We say poacher turned gamekeeper because in his time Brawn has gained a reputation for, let's say, pushing the spirit of the rules to the absolute limit, never more so than in 2009 when his double-diffuser took Jenson Button to the drivers' title, while claiming the former Benetton and Ferrari technical chief's eponymous team the constructors' version.
The fairy-tale of 2009 was all the more special because at the end of 2008 Honda had rocked the sport by withdrawing, leaving Brawn and Button high and dry. However, Brawn bought the team, and with the aid of the double diffuser designed on Honda's watch (and money) went on to make history.
Now on the other side of the fence, figuratively speaking, Brawn is confident that the 2022 rules overhaul will do the job it is intended to do. Furthermore, as a former poacher, he is confident that there will be no surprises, no equivalents of the double diffuser. Indeed, he is pretty sure he and his team have shut down every avenue in terms of potential loopholes.

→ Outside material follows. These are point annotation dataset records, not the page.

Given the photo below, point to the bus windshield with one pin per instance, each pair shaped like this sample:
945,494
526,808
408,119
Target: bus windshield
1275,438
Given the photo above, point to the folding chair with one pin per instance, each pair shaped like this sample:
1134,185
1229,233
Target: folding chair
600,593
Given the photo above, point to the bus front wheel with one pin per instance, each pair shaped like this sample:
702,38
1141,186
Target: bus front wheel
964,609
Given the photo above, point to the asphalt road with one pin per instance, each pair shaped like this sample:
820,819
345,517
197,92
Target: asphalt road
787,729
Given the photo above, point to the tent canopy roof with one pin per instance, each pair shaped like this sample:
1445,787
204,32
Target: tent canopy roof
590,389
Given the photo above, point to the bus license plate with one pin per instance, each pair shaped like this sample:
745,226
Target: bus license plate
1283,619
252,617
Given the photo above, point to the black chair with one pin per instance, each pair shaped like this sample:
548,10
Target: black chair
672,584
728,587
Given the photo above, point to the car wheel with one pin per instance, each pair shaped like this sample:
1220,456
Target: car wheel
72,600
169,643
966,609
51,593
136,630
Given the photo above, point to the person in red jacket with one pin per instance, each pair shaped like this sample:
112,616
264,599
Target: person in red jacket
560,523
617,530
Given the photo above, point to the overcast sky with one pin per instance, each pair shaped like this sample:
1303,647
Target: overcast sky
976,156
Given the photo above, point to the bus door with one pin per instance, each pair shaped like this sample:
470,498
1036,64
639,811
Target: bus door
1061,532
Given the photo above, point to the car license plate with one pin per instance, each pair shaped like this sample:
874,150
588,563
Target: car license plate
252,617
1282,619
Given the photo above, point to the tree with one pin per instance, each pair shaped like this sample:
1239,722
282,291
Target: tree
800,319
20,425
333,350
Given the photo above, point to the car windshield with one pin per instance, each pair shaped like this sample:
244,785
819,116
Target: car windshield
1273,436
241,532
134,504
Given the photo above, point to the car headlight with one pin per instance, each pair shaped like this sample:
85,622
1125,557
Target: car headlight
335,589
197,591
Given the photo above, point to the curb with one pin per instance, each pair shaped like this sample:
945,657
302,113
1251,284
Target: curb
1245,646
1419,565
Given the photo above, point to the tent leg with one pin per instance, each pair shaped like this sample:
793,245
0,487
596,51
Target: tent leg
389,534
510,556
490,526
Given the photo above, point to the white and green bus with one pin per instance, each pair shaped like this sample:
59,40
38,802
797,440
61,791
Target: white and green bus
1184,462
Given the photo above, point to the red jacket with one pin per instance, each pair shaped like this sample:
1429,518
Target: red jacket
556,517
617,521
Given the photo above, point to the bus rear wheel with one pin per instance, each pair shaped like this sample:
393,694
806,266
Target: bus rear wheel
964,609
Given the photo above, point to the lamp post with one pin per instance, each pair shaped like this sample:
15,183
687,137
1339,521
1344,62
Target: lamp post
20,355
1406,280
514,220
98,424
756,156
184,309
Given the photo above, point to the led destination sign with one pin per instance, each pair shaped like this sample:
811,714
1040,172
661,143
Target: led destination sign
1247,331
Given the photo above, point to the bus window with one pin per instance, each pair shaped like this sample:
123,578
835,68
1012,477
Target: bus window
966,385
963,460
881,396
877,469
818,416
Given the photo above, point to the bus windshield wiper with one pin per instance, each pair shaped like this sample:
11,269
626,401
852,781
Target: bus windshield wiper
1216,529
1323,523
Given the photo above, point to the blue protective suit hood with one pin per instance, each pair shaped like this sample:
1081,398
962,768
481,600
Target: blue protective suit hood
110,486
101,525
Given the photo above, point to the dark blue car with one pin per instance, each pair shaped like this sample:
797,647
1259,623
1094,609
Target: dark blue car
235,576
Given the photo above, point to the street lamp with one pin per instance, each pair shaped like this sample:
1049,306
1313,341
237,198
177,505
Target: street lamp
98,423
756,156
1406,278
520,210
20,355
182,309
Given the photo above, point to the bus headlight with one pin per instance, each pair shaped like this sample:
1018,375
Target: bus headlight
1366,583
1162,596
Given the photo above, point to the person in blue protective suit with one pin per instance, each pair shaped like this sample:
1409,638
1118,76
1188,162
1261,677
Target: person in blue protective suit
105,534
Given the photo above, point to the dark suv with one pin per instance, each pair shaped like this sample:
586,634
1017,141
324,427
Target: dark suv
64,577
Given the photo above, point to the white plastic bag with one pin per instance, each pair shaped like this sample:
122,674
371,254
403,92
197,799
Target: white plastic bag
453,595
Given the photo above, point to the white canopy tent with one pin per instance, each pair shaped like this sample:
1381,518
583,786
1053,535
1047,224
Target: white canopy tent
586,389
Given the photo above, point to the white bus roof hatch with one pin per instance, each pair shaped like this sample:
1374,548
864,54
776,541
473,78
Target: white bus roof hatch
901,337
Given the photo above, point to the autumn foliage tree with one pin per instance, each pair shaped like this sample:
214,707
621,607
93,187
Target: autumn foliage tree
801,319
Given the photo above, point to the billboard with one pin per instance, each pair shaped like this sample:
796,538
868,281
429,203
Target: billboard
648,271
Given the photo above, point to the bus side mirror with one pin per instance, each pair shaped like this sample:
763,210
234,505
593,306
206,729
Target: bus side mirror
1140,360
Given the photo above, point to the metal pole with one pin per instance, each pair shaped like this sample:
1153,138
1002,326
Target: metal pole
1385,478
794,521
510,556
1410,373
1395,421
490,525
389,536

"When I was a technical director, it was the odd occasion when a team would come up with an interpretation," he tells the New York Times. "It was quite extreme in terms of when that happened. It didn't happen every day of the week.
"Trying to anticipate every loophole, or every interpretation, is very difficult," he admits. "But for sure, our process was to understand the problem and design around eliminating the problem.
"Our group spent some time looking at the sensitivities of the different areas, to see where there could be some scope left for the teams to evolve their designs and change their designs. Then we had a rule-busting phase where we did try and break the rules and see what loopholes we could find. We went through that.
"I won't pretend we would've found every loophole," he admits. "But we definitely went through a regulation testing phase of seeing where we could find some opportunities."
Asked if he expects a double diffuser-type innovation to appear at pre-season testing or at the season opener in Bahrain, he replies: "I don't think so, no," before adding: "But you never know. Nobody expected it before it happened."